İstanbul’un durumu ortada… Ne doğası kaldı ne yeşilliği!
Park yok! Bahçe yok! Birçok yerde yürünecek kaldırım bile yok!
İnşallah belediye seçimlerinden sonra yeni belediye başkanımız
İstanbul’un yeşil sorununu ivedilikle çözer de güzel şehrimiz biraz
nefes alır.
Keşke TEM otoyolundan giderken gördüğüm iğrenç beton yığınlarından
kurtulmanın bir çaresi olsa!
Hele Bahçeşehir, Esenyurt tarafları, aman Allahım…
Hani bir şarkıcı vardı, eskiden yurt dışından misafiri gelince
utanırmış da şimdi bakınca gurur duyuyormuş…
Bırakın gurur duymayı o binalara bakınca benim nefesim
daralıyor!
Devasa, kutu kutu camları olan, çirkin beton yığınları… Ne kadar
çok daire o kadar kâr zihniyetiyle, üst üste daha çok insan
istiflemek için yapılmış hilkat garibeleri!
***
Aslında sorunlu olan sadece İstanbul da değil.
Bizim şehircilik anlayışımızda genel bir problem var.
Gezmeyi yeni yerler görmeyi çok seven biri olarak yurt içi olsun,
yurt dışı olsun gittiğim yerlerde ilk dikkatimi çeken binaların
tarzları, caddelerin genişlikleri ve düzenidir.

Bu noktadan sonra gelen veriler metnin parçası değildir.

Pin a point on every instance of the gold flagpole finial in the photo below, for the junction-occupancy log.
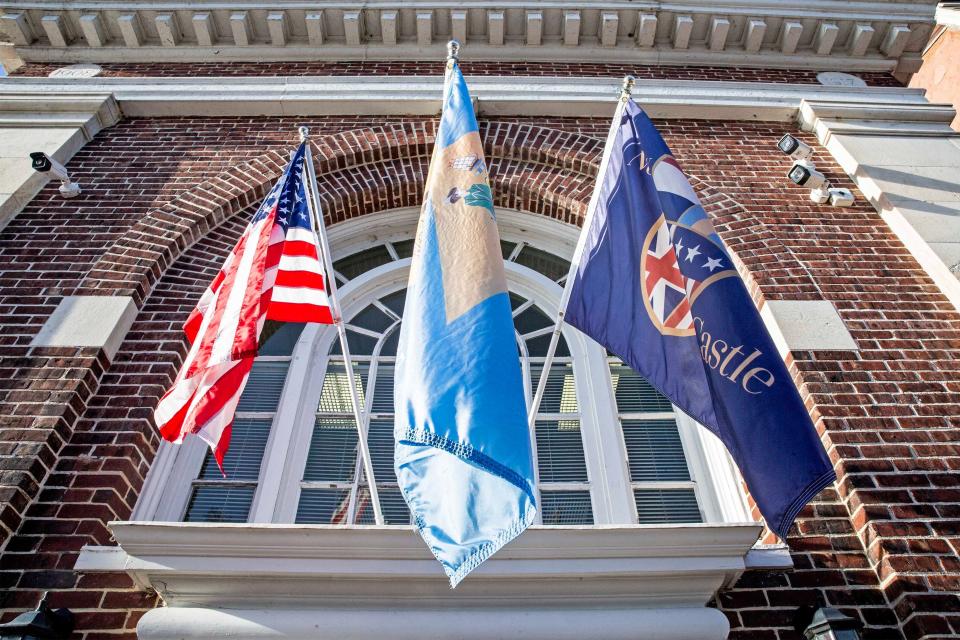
(453, 52)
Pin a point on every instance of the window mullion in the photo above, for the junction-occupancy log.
(603, 444)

Ülkemiz doğası ve doğal güzellikleri bakımından gerçekten eşsiz bir
yer.
Tarih ve kültürel zenginlikler açısından ise âdeta dipsiz kuyu!
Neredeyse kazılan her yerden ayrı bir medeniyet çıkıyor.
İnsanı güleç, yardımsever, misafirperver…
Fakat o zevksiz, çirkin ve sakil binaları, plansız cadde ve
sokakları yok mu, beni benden alıyor!
Her binanın şekli, rengi farklı! Zaten çoğu bakımsız, boyasız! Dış
cephe boyası sadece bina yapılırken kullanılmış, o da belli
cephelerde!
Seçilen renklere bakınca ‘‘Boyasız binalar da mı iyi acaba?’’
demekten insan kendini alamıyor!
Kiminin dış cephesi mozaik kaplı, kimi binalar üç renk, kimi
beş…
Binalar arası mimari uyum olmadığı gibi bir binadaki katlar
arasında bile uyum yok!
İsteyen kafasına göre balkonu kapatmış, bazıları öylece bırakmış…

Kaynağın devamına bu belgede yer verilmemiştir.